I sit with her in silence for a few moments and just listen.
“I need you to explain something to me.”
My heart starts to beat faster.
“What do you want explained, Karen?”
“I need to know what exactly is this “gospel” that my son has taken hold of so strongly. I need to know what my son believes and why he is holding on to it so strongly.”
My heart is in my mouth and I have tears rising towards my eyes.
“That is something that I would be glad to do for you, Karen.”
And I gulped down a huge mouthful of cold tea.
And so it was that this afternoon I got to share the gospel with Karen. I told her what Hamish believed. How did I do it? I took her through a simple explanation using the 2 Ways to Live drawings and verses.
“And that’s it?” she asked. “That’s what’s changed my son?”
“That’s what’s transformed your son.”
“But why is Joel making such a big fuss about this?
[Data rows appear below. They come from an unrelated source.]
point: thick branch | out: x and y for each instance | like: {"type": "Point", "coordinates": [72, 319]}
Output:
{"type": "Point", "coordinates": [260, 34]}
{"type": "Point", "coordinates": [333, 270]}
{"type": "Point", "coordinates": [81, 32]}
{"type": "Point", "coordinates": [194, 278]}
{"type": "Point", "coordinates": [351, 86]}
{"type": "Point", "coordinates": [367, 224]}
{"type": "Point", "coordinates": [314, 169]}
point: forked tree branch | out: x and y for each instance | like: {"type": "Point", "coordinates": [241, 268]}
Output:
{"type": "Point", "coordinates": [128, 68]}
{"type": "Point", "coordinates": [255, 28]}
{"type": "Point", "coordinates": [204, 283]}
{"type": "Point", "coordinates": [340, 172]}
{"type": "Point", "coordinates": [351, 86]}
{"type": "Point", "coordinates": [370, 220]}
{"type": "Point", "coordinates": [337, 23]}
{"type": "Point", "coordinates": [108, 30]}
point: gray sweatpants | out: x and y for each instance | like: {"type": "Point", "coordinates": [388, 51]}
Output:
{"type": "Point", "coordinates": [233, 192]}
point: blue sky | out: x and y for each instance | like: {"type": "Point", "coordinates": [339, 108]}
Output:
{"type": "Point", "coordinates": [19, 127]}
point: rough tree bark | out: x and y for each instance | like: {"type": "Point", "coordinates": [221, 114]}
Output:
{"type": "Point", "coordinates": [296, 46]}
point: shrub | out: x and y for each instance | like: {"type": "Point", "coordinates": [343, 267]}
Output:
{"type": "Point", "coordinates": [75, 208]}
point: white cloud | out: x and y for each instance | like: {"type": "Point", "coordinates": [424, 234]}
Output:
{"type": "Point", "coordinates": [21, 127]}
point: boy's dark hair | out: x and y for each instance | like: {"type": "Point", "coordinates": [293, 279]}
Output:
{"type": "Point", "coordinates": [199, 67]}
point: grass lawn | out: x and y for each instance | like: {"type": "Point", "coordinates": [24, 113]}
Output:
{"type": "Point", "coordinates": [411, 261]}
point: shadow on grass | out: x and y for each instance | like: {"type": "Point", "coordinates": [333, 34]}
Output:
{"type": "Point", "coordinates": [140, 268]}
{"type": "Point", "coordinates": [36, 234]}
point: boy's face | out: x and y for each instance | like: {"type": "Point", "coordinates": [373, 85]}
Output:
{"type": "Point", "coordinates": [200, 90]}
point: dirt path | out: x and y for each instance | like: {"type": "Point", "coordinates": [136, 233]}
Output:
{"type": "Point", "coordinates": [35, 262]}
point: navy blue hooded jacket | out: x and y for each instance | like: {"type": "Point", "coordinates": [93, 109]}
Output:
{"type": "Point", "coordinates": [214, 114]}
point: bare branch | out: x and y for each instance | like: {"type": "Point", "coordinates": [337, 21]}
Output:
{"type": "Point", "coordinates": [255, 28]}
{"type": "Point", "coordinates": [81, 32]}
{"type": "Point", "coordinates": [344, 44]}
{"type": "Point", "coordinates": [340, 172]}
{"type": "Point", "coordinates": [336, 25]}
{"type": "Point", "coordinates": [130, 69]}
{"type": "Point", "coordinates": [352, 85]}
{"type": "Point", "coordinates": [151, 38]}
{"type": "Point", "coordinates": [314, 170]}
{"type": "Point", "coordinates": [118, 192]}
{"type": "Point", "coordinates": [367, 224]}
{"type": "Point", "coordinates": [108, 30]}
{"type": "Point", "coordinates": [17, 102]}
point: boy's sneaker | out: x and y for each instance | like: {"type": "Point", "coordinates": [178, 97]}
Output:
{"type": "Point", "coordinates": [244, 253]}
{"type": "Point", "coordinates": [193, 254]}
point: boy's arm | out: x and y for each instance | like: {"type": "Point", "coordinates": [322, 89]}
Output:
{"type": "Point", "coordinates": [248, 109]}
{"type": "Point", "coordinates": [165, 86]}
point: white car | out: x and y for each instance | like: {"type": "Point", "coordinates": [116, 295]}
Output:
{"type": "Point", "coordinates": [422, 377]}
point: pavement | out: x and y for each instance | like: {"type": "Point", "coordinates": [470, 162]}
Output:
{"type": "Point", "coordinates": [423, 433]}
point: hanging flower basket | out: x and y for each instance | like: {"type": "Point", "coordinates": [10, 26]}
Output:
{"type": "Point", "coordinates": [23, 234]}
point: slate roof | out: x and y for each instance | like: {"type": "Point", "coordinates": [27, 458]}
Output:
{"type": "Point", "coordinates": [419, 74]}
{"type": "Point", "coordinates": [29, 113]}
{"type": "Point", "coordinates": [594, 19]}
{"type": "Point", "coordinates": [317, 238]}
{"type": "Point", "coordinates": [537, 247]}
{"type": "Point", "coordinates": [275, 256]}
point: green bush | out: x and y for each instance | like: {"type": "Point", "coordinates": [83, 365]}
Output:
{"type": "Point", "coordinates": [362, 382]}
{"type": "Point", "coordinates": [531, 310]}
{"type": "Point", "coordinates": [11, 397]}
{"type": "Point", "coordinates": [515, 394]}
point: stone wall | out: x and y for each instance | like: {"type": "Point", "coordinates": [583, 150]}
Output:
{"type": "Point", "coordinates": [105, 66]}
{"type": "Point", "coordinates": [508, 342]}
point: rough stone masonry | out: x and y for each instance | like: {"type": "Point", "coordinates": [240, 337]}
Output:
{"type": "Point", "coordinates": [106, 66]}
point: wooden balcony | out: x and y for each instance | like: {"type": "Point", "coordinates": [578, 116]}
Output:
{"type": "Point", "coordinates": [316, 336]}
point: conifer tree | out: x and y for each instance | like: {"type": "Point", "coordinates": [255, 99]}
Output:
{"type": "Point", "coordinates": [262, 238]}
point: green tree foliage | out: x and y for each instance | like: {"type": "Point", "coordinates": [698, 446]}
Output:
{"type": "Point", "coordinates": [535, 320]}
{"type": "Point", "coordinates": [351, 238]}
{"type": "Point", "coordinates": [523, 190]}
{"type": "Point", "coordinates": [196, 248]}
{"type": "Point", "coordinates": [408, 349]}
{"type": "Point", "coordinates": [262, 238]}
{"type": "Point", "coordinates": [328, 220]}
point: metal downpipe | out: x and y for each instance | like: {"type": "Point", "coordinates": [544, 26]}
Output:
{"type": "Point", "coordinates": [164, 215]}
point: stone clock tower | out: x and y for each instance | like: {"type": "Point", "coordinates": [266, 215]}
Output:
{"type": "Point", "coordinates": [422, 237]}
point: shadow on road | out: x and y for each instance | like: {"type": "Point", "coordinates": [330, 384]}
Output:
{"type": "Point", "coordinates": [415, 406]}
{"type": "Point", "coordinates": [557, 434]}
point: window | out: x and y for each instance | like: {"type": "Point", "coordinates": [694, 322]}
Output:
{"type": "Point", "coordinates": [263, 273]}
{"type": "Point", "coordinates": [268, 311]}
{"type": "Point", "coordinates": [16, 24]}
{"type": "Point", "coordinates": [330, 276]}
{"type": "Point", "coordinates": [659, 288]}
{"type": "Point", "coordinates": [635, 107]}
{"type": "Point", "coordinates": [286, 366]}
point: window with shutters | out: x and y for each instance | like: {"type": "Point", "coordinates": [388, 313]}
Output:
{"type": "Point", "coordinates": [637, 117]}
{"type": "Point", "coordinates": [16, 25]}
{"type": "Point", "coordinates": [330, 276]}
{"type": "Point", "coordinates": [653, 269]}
Anyone would think Hamish had joint some wild cult or something.”
“I’m not sure, Karen. He wasn’t always, but he hasn’t been reasonable about it for so long now I can’t remember when it started. He won’t talk to me about it. Paul might know more. Maybe Mum or Dad.”
“Your parents couldn’t tell me anything useful.”
“What are you going to do?”
“Do? I don’t know. I’d like to understand it more. Do you think you’d be willing to show me some more about this stuff some time? I mean, we’d need to be careful. I don’t want Joel to know. And I don’t want Hamish to either – he might think I’m taking sides or something, you know?”
“They don’t have to know, Karen. You just come around when it’s a good time for you and we can talk some more.”
I am praying here at the same time that I look something like casual – because right now I am feeling like I want to take off tap dancing around the room and singing at the top of my voice.
Karen lights up. Note – I have never ever seen Karen light up. Maybe we have just made contact, Lord. Please touch her heart and draw her to you. Karen always seems like she never really trusts anyone. Help her to trust you. Grant her faith.
Anyway, then she asks me about what I was doing when she arrived (like a good visitor), so I got to show her what I was working on for the girls. We had a good laugh about the idea of Jazz as a fairy and picturing Paul laundering fairy clothes. Mind you he already does little dresses and cleans little school shoes and all sorts of little girly things. It’s kind of sweet really. Lisa would have loved seeing him doing these things.
I miss Lisa.
Anyway, tonight’s Church held yet another surprise. Carlos and Megan have decided to make our church their home Church for the next while. This was a big surprise, but apparently after talking to the doctors this week they have taken leave of absence from everything but Carlos’ study and because none of their supporting Churches are in this area where they need to be for Carlos’ study and Megan’s medical needs they’ve chosen to join us. I’m so glad for the purely selfish reason that I’m going to love having Megan around.
I’m catching up with Megan on Wednesday after work this week. I’m going to head over there on my way home for afternoon tea.
Father, please help me to sleep well tonight after such a busy day. I’m tired after the early start. Please help me to watch my sleep this week so that I don’t get all topsy-turvy on my sleep patterns. That always ends badly. Thanks for giving me people to connect with just as I’m reminded of those I miss. And thanks for the chance to explain the gospel to Karen. Please may Hamish have his mother to turn to for support in you some day.